Amare è molto più che tollerare ed è ciò che Papa Francesco ha fatto in Terra Santa incontrando i rappresentanti delle altre religioni, così come i presidenti palestinese e israeliano. Lo sostiene il cardinale Jean-Louis Tauran,presidente del Pontificio Consiglio per il Dialogo Interreligioso, che parla del “potere del cuore” esercitato dal Papa durante tutto il suo recente pellegrinaggio. L’intervista al porporato è di Antonino Galofaro:
R. – Ce qui résume le mieux ce voyage, ce sont la photo du Pape avec son ami…
Quello che riassume al meglio questo viaggio è la foto che ritrae il Papa davanti al Muro del Pianto, assieme al suo amico rabbino e al musulmano. Questa è l’immagine che meglio riassume il pellegrinaggio: l’importanza del dialogo interreligioso. Perché tutto può accadere dove le persone si conoscono, si parlano, si guardano in faccia, si ascoltano, accettano di riconoscere nell’altro aspetti positivi. Questi sono valori di santità e di verità che a modo proprio ciascuna religione ha, anche se noi sappiamo che Gesù è la Verità. Poi, sottolineerei la proposta fatta dal Papa ai due presidenti, israeliano e palestinese – “venite da me, a casa mia” – in maniera molto semplice, con parole che venivano dal cuore.
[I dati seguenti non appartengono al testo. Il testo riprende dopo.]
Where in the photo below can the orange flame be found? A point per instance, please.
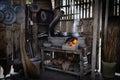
(73, 42)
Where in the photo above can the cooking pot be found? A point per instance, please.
(75, 34)
(4, 3)
(65, 34)
(10, 16)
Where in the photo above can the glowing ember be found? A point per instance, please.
(73, 42)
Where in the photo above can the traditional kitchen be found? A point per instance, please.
(59, 39)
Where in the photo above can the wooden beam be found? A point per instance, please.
(95, 31)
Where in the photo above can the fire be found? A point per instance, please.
(73, 42)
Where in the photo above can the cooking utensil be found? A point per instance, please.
(10, 16)
(4, 4)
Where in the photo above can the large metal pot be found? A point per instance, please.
(2, 16)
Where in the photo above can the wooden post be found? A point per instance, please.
(95, 29)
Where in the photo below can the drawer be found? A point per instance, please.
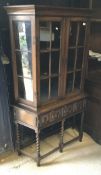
(27, 118)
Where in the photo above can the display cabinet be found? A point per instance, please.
(49, 51)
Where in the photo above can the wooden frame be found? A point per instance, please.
(37, 115)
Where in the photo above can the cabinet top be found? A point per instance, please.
(46, 10)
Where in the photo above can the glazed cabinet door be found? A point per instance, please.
(50, 58)
(75, 56)
(21, 33)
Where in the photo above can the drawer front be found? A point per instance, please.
(60, 113)
(25, 117)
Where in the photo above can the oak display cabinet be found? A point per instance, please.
(49, 54)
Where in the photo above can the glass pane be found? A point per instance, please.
(69, 83)
(25, 89)
(71, 60)
(79, 58)
(54, 87)
(44, 64)
(44, 90)
(45, 35)
(55, 35)
(55, 62)
(24, 64)
(23, 35)
(77, 80)
(72, 34)
(82, 30)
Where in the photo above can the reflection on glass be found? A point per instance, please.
(82, 29)
(77, 80)
(54, 87)
(23, 35)
(72, 34)
(24, 64)
(55, 36)
(44, 90)
(71, 59)
(25, 88)
(79, 58)
(55, 62)
(45, 35)
(44, 64)
(69, 83)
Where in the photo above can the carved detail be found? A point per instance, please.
(62, 112)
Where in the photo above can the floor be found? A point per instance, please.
(82, 158)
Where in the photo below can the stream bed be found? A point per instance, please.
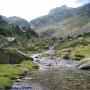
(55, 74)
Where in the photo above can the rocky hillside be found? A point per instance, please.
(64, 21)
(17, 21)
(19, 27)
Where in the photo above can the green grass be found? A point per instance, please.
(29, 65)
(7, 71)
(85, 51)
(76, 48)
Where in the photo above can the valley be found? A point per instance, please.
(51, 52)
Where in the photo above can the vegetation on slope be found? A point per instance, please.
(75, 48)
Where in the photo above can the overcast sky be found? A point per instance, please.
(30, 9)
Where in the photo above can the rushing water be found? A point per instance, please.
(55, 74)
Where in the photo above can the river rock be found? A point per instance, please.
(85, 64)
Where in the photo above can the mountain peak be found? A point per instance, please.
(58, 9)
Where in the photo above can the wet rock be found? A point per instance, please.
(18, 80)
(8, 87)
(84, 64)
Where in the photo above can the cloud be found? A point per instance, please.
(82, 2)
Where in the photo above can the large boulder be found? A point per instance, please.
(84, 64)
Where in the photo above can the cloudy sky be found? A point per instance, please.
(30, 9)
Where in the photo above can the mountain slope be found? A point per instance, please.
(64, 21)
(7, 29)
(17, 21)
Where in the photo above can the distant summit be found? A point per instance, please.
(17, 21)
(59, 10)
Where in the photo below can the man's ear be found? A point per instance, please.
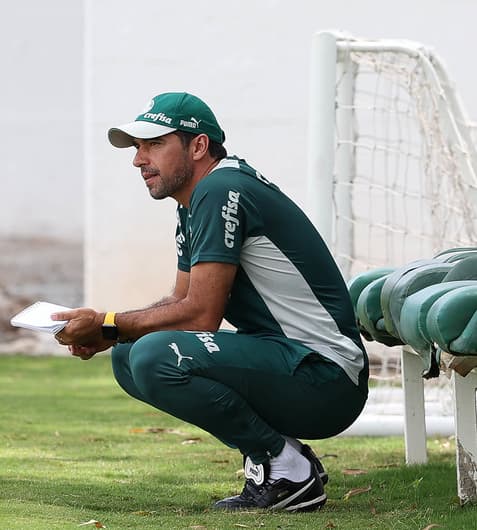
(199, 146)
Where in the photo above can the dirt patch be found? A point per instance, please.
(34, 269)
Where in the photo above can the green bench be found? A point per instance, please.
(430, 308)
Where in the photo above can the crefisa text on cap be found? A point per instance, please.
(160, 116)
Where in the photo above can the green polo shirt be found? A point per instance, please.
(288, 287)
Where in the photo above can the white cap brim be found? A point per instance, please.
(123, 135)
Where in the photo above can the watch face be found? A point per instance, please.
(109, 332)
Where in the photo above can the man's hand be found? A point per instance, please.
(82, 334)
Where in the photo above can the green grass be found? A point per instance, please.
(74, 447)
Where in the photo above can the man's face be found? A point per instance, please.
(165, 165)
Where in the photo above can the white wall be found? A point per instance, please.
(41, 97)
(248, 59)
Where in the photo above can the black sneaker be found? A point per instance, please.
(282, 494)
(309, 454)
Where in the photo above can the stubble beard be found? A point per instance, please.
(170, 185)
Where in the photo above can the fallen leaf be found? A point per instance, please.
(191, 441)
(94, 523)
(155, 430)
(416, 483)
(354, 472)
(356, 491)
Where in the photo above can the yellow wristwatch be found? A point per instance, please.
(109, 329)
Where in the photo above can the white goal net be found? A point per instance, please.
(391, 160)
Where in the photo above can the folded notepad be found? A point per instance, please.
(38, 317)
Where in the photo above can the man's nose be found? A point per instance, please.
(140, 157)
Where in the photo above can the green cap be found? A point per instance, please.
(167, 113)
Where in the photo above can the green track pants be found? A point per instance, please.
(239, 388)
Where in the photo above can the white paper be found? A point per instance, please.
(38, 317)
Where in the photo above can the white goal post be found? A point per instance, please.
(391, 161)
(391, 168)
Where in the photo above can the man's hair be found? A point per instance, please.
(217, 151)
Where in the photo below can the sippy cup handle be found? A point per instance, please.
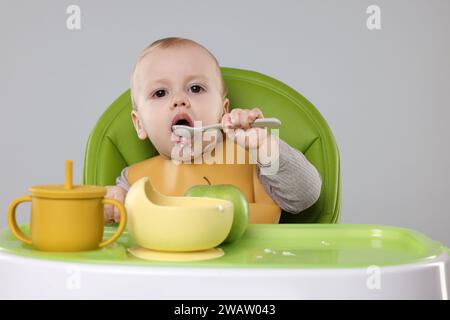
(122, 224)
(12, 223)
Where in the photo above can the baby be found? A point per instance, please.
(178, 81)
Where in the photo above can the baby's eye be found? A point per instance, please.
(159, 93)
(196, 88)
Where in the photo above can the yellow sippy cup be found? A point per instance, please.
(66, 217)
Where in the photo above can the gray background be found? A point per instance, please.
(385, 93)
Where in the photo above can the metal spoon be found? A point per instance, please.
(272, 123)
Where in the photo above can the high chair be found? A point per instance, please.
(307, 256)
(113, 144)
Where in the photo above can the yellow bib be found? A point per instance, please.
(173, 179)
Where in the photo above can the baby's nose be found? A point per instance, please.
(180, 101)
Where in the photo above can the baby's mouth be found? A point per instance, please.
(185, 120)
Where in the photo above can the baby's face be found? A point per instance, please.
(176, 85)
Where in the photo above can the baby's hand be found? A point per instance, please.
(111, 213)
(237, 124)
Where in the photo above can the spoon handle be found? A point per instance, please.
(272, 123)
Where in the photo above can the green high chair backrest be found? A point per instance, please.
(113, 144)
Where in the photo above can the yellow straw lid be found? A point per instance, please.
(68, 190)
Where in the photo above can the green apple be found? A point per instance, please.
(230, 193)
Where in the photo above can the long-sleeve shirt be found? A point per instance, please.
(294, 187)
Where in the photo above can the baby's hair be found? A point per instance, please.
(169, 43)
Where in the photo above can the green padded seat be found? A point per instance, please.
(113, 143)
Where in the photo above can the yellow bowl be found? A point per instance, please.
(176, 224)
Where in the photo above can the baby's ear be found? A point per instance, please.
(138, 125)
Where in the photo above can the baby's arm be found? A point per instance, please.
(117, 192)
(297, 184)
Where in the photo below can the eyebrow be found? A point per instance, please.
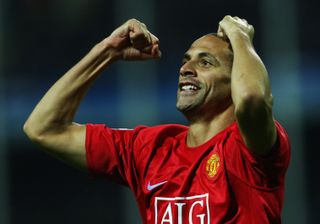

Credo che questo sia un appello rivolto a tutti i cristiani, in particolare ai cattolici: se nella società di oggi e di domani esiste un potere che possiamo esercitare, quello è il “potere del cuore”. E io ho visto nel Papa che parlava con i suoi interlocutori questa forza del potere del cuore e cioè amare e vedere nell’altro veramente un fratello. Non semplicemente tollerare: in una famiglia non ci si tollera, ci si ama. Ha usato parole molto semplici, che non hanno nulla a che vedere con il diritto internazionale o la prassi diplomatica. Il Papa ha aperto un capitolo nuovo. Io credo che il Medio Oriente, il dialogo interreligioso e gli sforzi per la pace non possano rimanere nello stato nel quale sono oggi: inizierà qualcosa di nuovo, grazie a questo potere del cuore.
D. – Questo viaggio è stato presentato come un pellegrinaggio in Terra Santa, ma è andato molto al di là di questo, come lei ha indicato, in particolare sul fronte politico…
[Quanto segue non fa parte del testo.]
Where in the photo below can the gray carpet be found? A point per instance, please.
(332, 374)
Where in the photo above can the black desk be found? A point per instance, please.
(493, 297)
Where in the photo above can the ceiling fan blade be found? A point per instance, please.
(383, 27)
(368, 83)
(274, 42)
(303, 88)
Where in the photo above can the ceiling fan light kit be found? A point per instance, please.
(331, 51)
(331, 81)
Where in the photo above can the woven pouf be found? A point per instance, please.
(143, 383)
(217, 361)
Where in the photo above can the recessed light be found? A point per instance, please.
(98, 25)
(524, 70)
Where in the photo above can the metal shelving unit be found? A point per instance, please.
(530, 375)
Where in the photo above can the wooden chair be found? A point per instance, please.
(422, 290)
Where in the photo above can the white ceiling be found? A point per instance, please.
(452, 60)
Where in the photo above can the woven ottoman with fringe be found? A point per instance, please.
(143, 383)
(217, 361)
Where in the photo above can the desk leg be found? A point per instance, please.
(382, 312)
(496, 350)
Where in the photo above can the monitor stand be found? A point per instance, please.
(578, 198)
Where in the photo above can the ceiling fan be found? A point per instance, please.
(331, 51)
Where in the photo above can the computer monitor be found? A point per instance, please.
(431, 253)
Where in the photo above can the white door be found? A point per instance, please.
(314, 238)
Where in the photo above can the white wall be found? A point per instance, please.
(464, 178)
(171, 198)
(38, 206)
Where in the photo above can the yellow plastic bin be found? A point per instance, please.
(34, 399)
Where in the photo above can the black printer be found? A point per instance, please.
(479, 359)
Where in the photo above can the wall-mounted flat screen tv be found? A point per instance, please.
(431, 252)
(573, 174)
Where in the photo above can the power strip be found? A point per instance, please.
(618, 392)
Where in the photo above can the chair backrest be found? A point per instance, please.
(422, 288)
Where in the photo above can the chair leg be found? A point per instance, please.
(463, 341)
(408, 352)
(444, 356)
R. – Tout est politique, ma la politique n’est pas tout de l’homme, évidemment…
Tutto è politica, ma la politica non è tutto per l’uomo ovviamente. Credo che in una regione come quella del Medio Oriente religione e politica siano molto legate per la semplice ragione che, ad esempio, l’islam non fa distinzione tra religione e politica. Ma bisogna comunque sempre insistere, ne sono convinto, su questo fatto: che le guerre in corso non sono state provocate dalle religioni, mentre la religione fa parte della soluzione. Oggi non si può spiegare il mondo, volendo guardare all’avvenire, senza fare riferimento alla religione, al sacro, alla dimensione trascendente che ciascuno porta in sé.
D. – In che modo il Papa ha vissuto queste tre giornate così intense?
R. – Avec beaucoup de courage, de détermination et dans la prière…
Con molto coraggio, determinazione e nella preghiera. Io credo che la preghiera sia la chiave di tutto perché è la preghiera che gli da quella serenità. Ma ciò che è meraviglioso è vedere la semplicità con la quale egli accoglie le persone, anche quelle con le più alte responsabilità: per lui, veramente ogni uomo è un fratello…
D. – All’udienza generale di ieri, Francesco ha detto di avere ricevuto una parola di speranza…
R. – Vous savez, quand on voit à la foi personnes qui ont subi depuis des années…
Vede, quando si incontrano persone che hanno subito per anni e anni la guerra, le lotte intestine, ci si chiede come si sentano: sperano in un avvenire? Noi sappiamo che abbiamo un futuro… Io sono stato molto colpito, per esempio, dal re di Giordania che ha detto: “I cristiani, qui, sono a casa loro, c’erano prima di noi”: non è la prima volta che l’ho sentito dire e penso sia vero.
D. – Lei stesso ha ne ha ricavato un messaggio di speranza per i cristiani e per tutta la popolazione locale…
R. – Bien sur. Je pense que le Pape, enfin, a conquis le monde entier…
Sicuramente. Credo che il Papa abbia conquistato tutti. Il Papa non propone né soluzioni, né negoziati: semplicemente, apre la sua casa perché chiunque venga da lui si senta a casa propria, possa guardarsi in faccia e ascoltarsi. E’ formidabile, è magnifico!